Saturday, October 4, 2014
You Better Run: The Essential Junior Kimbrough (2002)
I think most folks are aware of Junior Kimbrough through the evangelization of his work by hipster-darlings the Black Keys. They can hardly let a minute slip by without invoking his name as a major influence on their work. My advice would be to follow their advice and head right to the source (and skip the Keys altogether if you want), and you could far worse than picking up this greatest hits package.
Kimbrough's closest colleague previously featured here is R.L. Burnside. If Burnside's music is a mixed drink that's heavy on the booze, then Kimbrough is a straight up shot of moonshine. Their musical styles ran fairly close together when both were alive and Burnside veered off into greater experimentation as his late-in-life popularity blossomed. Kimbrough died before he had a chance to get his name on to the national scene.

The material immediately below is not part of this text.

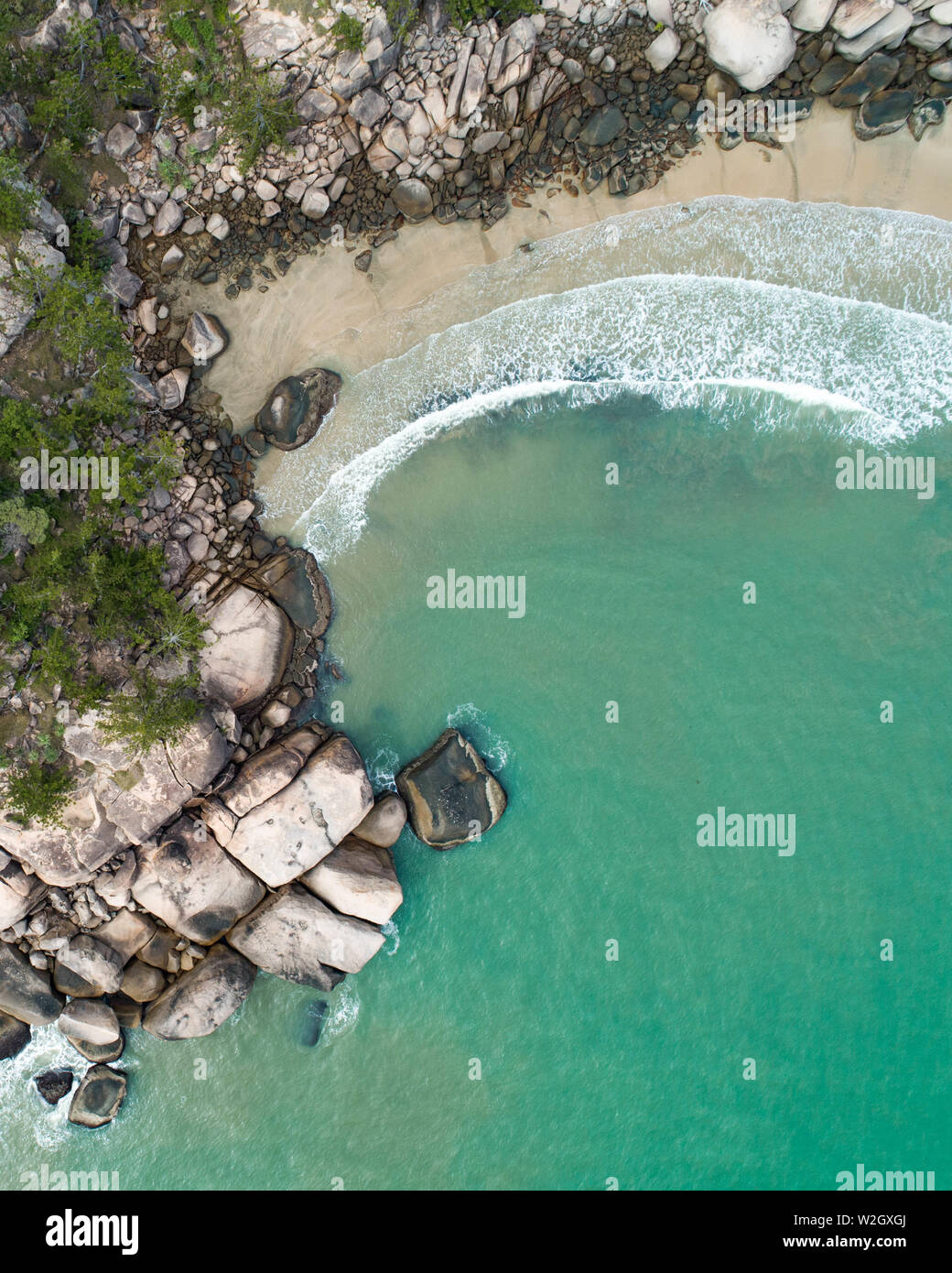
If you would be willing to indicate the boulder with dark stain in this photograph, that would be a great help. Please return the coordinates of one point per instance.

I first stumbled on Kimbrough through the Robert Palmer (critic, not musician) documentary Deep Blues, which was instrumental in uncovering the largely ignored Mississippi hill country blues. The style is distinctly different from the kind of blues that influenced the British Invasion and its aftermath. I would almost describe it as handmade trance music, repeating a short riff over and over for a number of minutes. While I'm no disciple of the Black Keys it isn't hard to see why the music appealed to them so strongly and how they used it to distinguish themselves from the rest of the scene. But Junior did it first.